Мессала, конечно, полагал Квинта Метелла пареньком небольшого ума, но не настолько же, чтобы заблудиться в трех кварталах. Однако, если уж отец Рыжего признал, что подобное возможно, остается только посочувствовать родителю и посмеяться над сыном — только как-нибудь попозже, если охота не пропадет. Валерий все же не удержался и зевнул, заслужив неодобрительный взгляд Семпронии.
Кажется, будто все только и ждали, пока кто-то подаст знак заканчивать с этой нелепой историей, так что вскоре Рыжик уже снова плелся по ночным улицам, стараясь соразмерять свой широкий шаг с походкой отца.
Рыжий был ни жив, ни мертв, его переполняли стыд и недоумение, ведь он знал, что заслуживает наказания, и не понимал, почему отец сделал вид, будто поверил в нехитрую ложь. Наверное, так ощущало бы себя мелкое божество, которому удалось надуть Юпитера Капитолийского — непонятно, то ли гордиться собой, то ли ожидать, что сейчас прилетит по голове молнией. Квинт знал, как должно правильно поступать в его случае, сам бы поступил так, и то, что отец вел себя иначе, почти пугало его. В конце концов, он все же не выдержал и беспомощно сказал в спину Капрарию:
— Я соврал.
— Я знаю, — спокойно отозвался тот.
Рыжик окончательно растерялся — да что же такое? Ни упрека, ни затрещины, ни вопроса, где же его носило на самом деле?
— Тогда... почему? — ему не хватало слов, чтобы выяснить, почему родительский гнев до сих пор не пал на его буйную голову.
— Потому, что когда мой сын лжет при свидетелях, я не могу допустить, чтобы его в этом обвинили, — Метелл-старший зябко поправил плащ. — Потому, что это мой сын, — пояснил он, опережая вопрос, вертящийся на языке у Рыжего. — Понял, дубина?
Капрарию показалось, что он слышит, как скрипят мозги под рыжими вихрами, решая неожиданно сложную задачку.

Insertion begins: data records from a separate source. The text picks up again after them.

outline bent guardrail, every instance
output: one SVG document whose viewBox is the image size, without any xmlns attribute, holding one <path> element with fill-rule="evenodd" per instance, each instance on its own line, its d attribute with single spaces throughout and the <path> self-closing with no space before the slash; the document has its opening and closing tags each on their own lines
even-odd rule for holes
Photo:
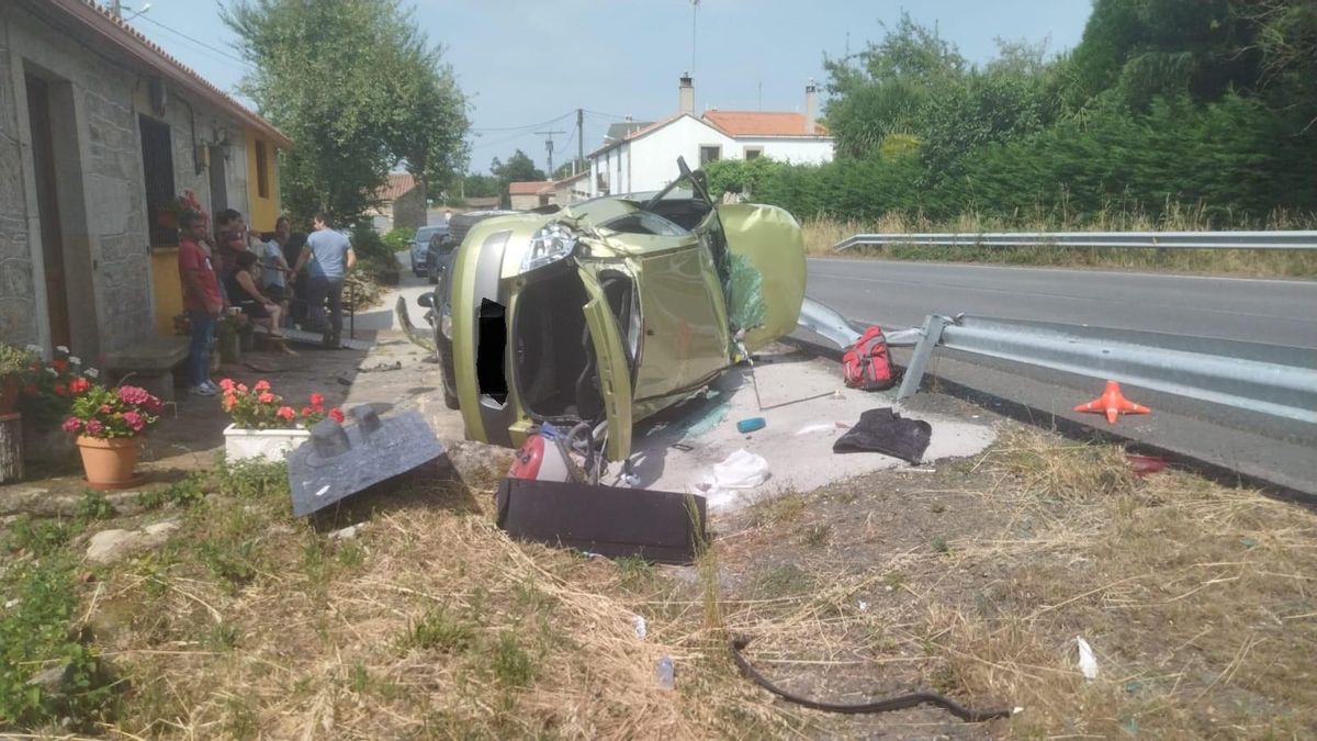
<svg viewBox="0 0 1317 741">
<path fill-rule="evenodd" d="M 1314 349 L 965 315 L 930 315 L 921 335 L 898 400 L 942 347 L 1317 425 Z"/>
<path fill-rule="evenodd" d="M 1317 249 L 1317 231 L 1260 232 L 979 232 L 869 233 L 838 243 L 853 247 L 928 244 L 940 247 L 1110 247 L 1142 249 Z"/>
</svg>

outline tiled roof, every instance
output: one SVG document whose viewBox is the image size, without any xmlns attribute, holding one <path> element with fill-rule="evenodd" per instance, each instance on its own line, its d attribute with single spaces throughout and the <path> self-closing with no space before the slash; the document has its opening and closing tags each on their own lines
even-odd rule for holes
<svg viewBox="0 0 1317 741">
<path fill-rule="evenodd" d="M 728 136 L 827 136 L 827 129 L 814 124 L 805 131 L 805 113 L 773 111 L 709 111 L 705 120 Z"/>
<path fill-rule="evenodd" d="M 42 18 L 55 17 L 72 21 L 95 33 L 104 42 L 105 51 L 121 51 L 158 70 L 162 76 L 179 83 L 213 105 L 229 112 L 240 121 L 270 137 L 275 145 L 288 149 L 292 140 L 284 136 L 270 121 L 266 121 L 245 105 L 234 100 L 209 80 L 196 74 L 191 67 L 171 57 L 141 32 L 116 18 L 103 5 L 94 0 L 22 0 L 34 15 Z M 63 30 L 63 26 L 57 26 Z"/>
<path fill-rule="evenodd" d="M 553 181 L 523 181 L 507 183 L 508 195 L 536 195 L 544 186 L 553 186 Z"/>
<path fill-rule="evenodd" d="M 416 178 L 411 173 L 390 173 L 385 185 L 375 191 L 379 200 L 396 200 L 398 196 L 416 187 Z"/>
</svg>

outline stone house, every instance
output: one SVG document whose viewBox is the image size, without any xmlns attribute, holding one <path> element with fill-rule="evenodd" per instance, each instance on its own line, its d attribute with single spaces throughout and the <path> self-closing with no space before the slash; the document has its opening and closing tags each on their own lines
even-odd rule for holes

— Я должен всегда знать правду, Квинт. Чтобы спасти тебя или наказать, уж чего там потребует польза дела. С другими — как хочешь, но мне врать не смей.
— Я... Я понял теперь.
— Ничего ты не понял, — вздохнул Капрарий, отвешивая ему подзатыльник, который Рыжик принял едва ли не с ликованием. — Милиарий ты мой, ослище... Придем домой — шкуру спущу. У девок, небось, были?
-Угу, — расцвел маковым цветом Рыжий, — только... Валерию не надо, хорошо?
— Пусть из своего сам правду вытрясает, мне тебя хватает с лишком.
Рыжему ужасно захотелось в благодарность обнять отца, как бывало в детстве, но внезапное смущение сковало его, и он даже не мог промямлить в ответ, как рад, что признался, и как благодарен, что его поняли. Поэтому только шумно, с явным облегчением вздохнул, но отец и без слов обо всем догадался — ведь знал своего Рыжего, как облупленного — и легонько сжал его плечо.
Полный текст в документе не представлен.